Boots on the ground? Yes, no, maybe


    Who knows, maybe bombing Syria for its chemical crimes is the right move, morally and strategically. But it’s hard to get comfortable with the idea when the uber-wordy Secretary of State is hypothesizing and backtracking about boots on the ground.

    Yesterday was like an eerie flashback to the presidential race of 2004, when John Kerry verbally entangled himself by declaring on the stump that he’d been for an Iraq war funding bill – before he was against it. This time, in front of the Senate Foreign Relations Committee, he suggested that we should leave the door open for U.S. ground troops in Syria – before he hastened to close it. And he definitely did close it. Sort of.

    No wonder the lawmakers are nervous. They’re being lobbied to vote Yes for a bombing campaign, even as their constituents back home are mostly signaling No. And political perils aside, they have to wonder whether the bombs would spark unintended consequences – like boots on the ground. To paraphrase Shakespeare, once you cry havoc and let slip the dogs of the war, there’s no telling how they’ll bark.

    Doors and tables

    The issue surfaced quickly yesterday, when New Jersey Democratic Sen. Bob Menendez asked Kerry whether the White House would support a resolution that includes “a prohibition of having American boots on the ground. Is that something that the administration would accept as part of a resolution?”

    To which Kerry replied, “It would be preferable not to,” which was Kerry’s locution-challenged way of saying “No.”

    He said that Obama might need to send soldiers, if certain scenarios occur: “In the event Syria imploded, for instance, or in the event there was a threat of a chemical weapons cache falling into the hands of al-Nusra (terrorists), or someone else, and it was clearly in the interests of our allies and all of us, the British, the French, and others, to prevent those weapons of mass destruction falling into the hands of the worst elements. I don’t want to take off the table an option that might or might not be available to a president.”

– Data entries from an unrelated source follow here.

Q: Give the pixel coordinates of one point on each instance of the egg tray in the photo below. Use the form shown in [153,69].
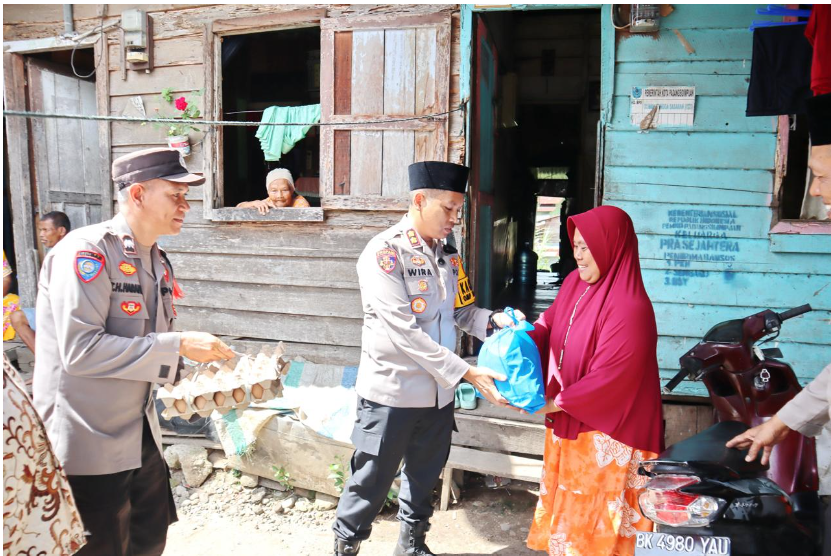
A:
[226,385]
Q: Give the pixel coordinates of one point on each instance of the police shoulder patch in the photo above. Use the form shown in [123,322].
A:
[413,237]
[418,305]
[131,307]
[88,265]
[126,268]
[387,259]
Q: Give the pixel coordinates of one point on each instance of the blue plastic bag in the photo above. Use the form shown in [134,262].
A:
[513,353]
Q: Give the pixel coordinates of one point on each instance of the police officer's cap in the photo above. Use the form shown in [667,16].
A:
[438,175]
[151,164]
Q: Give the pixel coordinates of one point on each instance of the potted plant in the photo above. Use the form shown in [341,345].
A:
[177,134]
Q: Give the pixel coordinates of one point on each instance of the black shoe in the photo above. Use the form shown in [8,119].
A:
[346,548]
[411,540]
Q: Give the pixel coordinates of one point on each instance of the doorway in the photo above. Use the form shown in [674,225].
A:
[535,90]
[55,164]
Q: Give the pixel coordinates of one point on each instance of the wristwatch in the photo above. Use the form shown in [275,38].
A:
[492,326]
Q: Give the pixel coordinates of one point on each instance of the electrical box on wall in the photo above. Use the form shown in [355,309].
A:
[645,18]
[136,41]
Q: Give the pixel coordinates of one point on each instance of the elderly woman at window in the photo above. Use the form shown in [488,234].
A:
[281,193]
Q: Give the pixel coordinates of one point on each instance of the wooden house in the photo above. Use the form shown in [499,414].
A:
[509,90]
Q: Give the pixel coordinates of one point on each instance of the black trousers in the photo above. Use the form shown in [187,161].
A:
[127,513]
[383,436]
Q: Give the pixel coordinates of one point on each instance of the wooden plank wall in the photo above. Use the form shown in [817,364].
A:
[278,281]
[714,179]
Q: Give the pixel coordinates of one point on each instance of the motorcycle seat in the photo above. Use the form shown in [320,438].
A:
[706,453]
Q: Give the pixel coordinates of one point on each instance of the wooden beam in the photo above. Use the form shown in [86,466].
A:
[102,99]
[343,161]
[343,72]
[288,214]
[76,198]
[20,179]
[50,44]
[499,434]
[388,21]
[269,22]
[208,143]
[364,202]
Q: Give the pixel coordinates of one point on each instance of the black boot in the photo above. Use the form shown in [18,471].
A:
[411,540]
[346,548]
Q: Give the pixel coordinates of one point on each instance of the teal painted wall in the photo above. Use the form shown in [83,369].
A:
[722,167]
[713,178]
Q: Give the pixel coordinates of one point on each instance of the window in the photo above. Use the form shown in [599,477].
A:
[261,70]
[797,210]
[377,74]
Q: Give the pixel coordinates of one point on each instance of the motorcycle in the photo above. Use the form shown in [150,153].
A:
[703,497]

    There it was, the plausible threat of a wider war. The Syrian regime, peppered by our bombs, could indeed implode; the chemical cache could indeed be vulnerable to theft. What would we do then? Kerry answered that: “I don’t want to take off the table” the option of sending troops.

    But shortly after Kerry opened the door and put it on the table, he tried to close the door and take it off the table. It was all very confusing.

    Republican Sen. Bob Corker told him, “I don’t think there are any of us here that are willing to support the possibility of having combat troops on the ground” – whereupon Kerry pulled his verbal switcheroo: “Let me be very clear now, because I don’t want anything coming out of this hearing that leaves any door open to any possibility. So let’s shut the door now as tightly as we can. All I did was raise a hypothetical question about some possibility….There will not be American boots on the ground with respect to the civil war.”

    Note the loophole. Kerry vowed no ground troops “with respect to the civil war” that currently pits the thug regime against rebels allied with al Qaeda. No way we’d want to get in the middle of that. But even as he (semi-)backtracked, Kerry never swore off the possibility of sending troops to protect the chemical stockpiles. That door remained ajar.

    He did a similar riff with Republican Sen. Marco Rubio, who also asked about ground troops. Kerry said: “This authorization does not contemplate and should not have any allowance for troops on the ground – I just want to make that absolutely clear….What I was doing (in response to Bob Menendez) was hypothesizing a potential – it might occur at some point in time – but not in this authorization.”

    There it was again, the risk of a wider war: Kerry said that boots on the ground are not an issue right now, “not in this authorization.” This authorization is about sending cruise missiles; sending troops is a “potential” scenario that “might occur at some point in time.”

    Election terrors

    If the lawmakers were looking for clarity and reassurance, Kerry’s word cloud surely failed them. They all have to face the voters at some point – the entire House is on the ballot next year – and they’re risk-averse by nature. The last thing they want is to OK a military action that might be a quagmire on election day. (Ted Cruz, Rand Paul, and Rubio will have to take a stand, and hope their votes don’t dog them in the 2016 presidential primaries. The lucky man right now is Chris Christie, who can watch silently from afar.)

    Granted, Senate insiders reportedly agreed last night to craft narrow language authorizing President Obama to bomb Syria for just 60 days, with the possibility of 30 more. But what happens after those 90 days are up? Are we to assume that all will be well? As one key player warned earlier this summer, “Once we take action, we should be prepared for what comes next. Deeper involvement is hard to avoid.”

    So said General Martin Dempsey, chairman of the Joint Chiefs of Staff. He sat next to Kerry yesterday, ostensibly to display a united front, but he said very little. Now you know why.